Any help would be appreciated.

Rds John W

6 REPLIES 6
john239955_st
Associate III
Posted on May 30, 2015 at 14:31

Sorry for error !

I do not understand why this is not produced when the Address is odd, A0 = 0.

Posted on May 31, 2015 at 17:49

I don't quite understand what's your problem, but maybe this will help: in the 16- and 32-bit SRAMs always a whole word (halfword, whatever) is addressed and transferred. The address thus lacks the less significant bits of a bytewise address. So, if you want to read say from a 32-bit SRAM a byte from bytewise address 0x4321, you put 0x10C8 onto the address bus, read in the whole word and then pick byte 1 from it. The FSMC/FMC allows you to read a 32-bit value from unaligned addresses; so if you want to read a word from the same address, the controller puts 0x10C8 to the address bus, reads the word, picks the 3 upper bytes from it, then it puts 0x10C9 to the address bus, reads the word, and picks the lowermost byte from it, stitches it all together and hands it over to the processor - this is all seamless for the software, except that it takes longer than accessing a word on aligned address.

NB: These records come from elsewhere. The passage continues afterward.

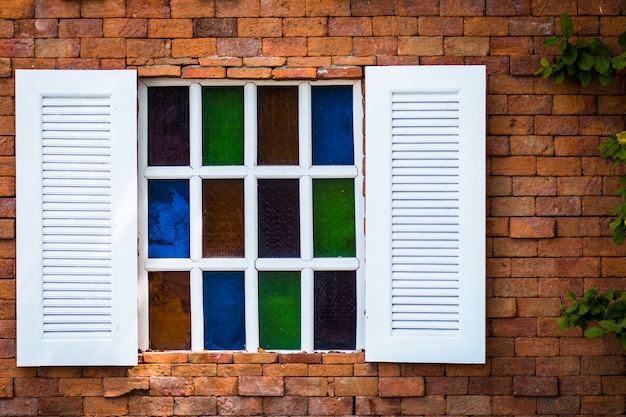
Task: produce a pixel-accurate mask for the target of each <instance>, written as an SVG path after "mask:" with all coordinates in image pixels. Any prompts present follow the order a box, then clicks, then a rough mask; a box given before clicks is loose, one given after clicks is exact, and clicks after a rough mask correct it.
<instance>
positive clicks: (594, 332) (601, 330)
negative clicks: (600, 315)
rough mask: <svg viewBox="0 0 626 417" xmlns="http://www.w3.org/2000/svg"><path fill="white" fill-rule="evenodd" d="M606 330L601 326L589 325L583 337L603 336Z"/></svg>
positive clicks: (596, 336)
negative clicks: (587, 328) (594, 326)
mask: <svg viewBox="0 0 626 417" xmlns="http://www.w3.org/2000/svg"><path fill="white" fill-rule="evenodd" d="M606 334H607V331H606V330H604V329H603V328H601V327H589V328H588V329H587V330H585V337H604V336H606Z"/></svg>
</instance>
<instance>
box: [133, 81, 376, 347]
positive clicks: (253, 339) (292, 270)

Writing is similar, except that the processor has to ''tell'' to the memory somehow, which bytes to take into account - and this is the role of the ByteLane (NBLx) signals. So, in case of aligned writes, all NBLx signals go low in the single cycle the write takes; in case of unaligned writes, there are two cycles, with the uppermost NBLx signals going down in first, the lowermost in the second (with the higher word address).

JW
john239955_st
Associate III
Posted on June 01, 2015 at 12:35

Thanks Jan,

I will need to do a turn on my PCB as I did not add the RBLx signals.

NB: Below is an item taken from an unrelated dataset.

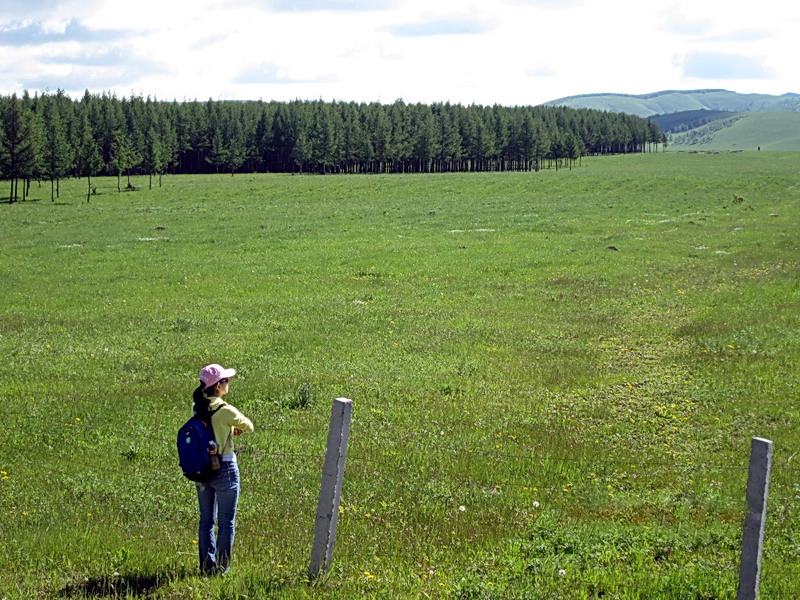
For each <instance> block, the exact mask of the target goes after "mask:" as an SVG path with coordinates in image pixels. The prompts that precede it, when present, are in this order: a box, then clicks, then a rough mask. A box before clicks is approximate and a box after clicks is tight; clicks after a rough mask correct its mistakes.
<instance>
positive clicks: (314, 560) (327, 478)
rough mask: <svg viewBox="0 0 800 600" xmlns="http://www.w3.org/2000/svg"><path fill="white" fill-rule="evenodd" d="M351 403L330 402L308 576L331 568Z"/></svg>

Re:- Your example if I read the address of 0x10C8 (aligned), FMC in 32 bit mode, this will be the bytewise address of 0x4320. If I require the byte at 0x4321 would I need to pick byte2 not byte1.

Thanks for all your help.

John W

john239955_st
Associate III
Posted on June 01, 2015 at 16:57

Sorry Jan,

Should this be the second byte assuming your order is byte3, byte2, byte1, byte0.

Also ... I have set the timings to about 1uSec per Read/Write on the aligned address but as you state the non-aligned is slower, about 2.6uS.

If the FMC address A1 is connected to A0 of the 32 bit SRAM, always aligned, does that mean I can load the SRAM much quicker, I have plenty of time to load/format data at the Source CPU address but little time to write to the SRAM.

Once again thanks

John W

john239955_st
Associate III
Posted on June 01, 2015 at 16:58

Sorry Jan,

Should this be the second byte assuming your order is byte3, byte2, byte1, byte0.

Also ... I have set the timings to about 1uSec per Read/Write on the aligned address but as you state the non-aligned is slower, about 2.6uS.

If the FMC address A1 is connected to A0 of the 32 bit SRAM, always aligned, does that mean I can load the SRAM much quicker, I have plenty of time to load/format data at the Source CPU address but little time to write to the SRAM.

Once again thanks.

John W

Posted on June 01, 2015 at 22:46

Much depends on how you ''see'' a multibyte value... But instead of going into details of endiannes, I'd recommend you to experiment further on whatever hardware you have, and together with reading of the material available to RAMs, to achieve full understanding of what's going on.

Even if you don't have the byte lane signals connected, aligned word accesses and all (even unaligned) reads should be correct.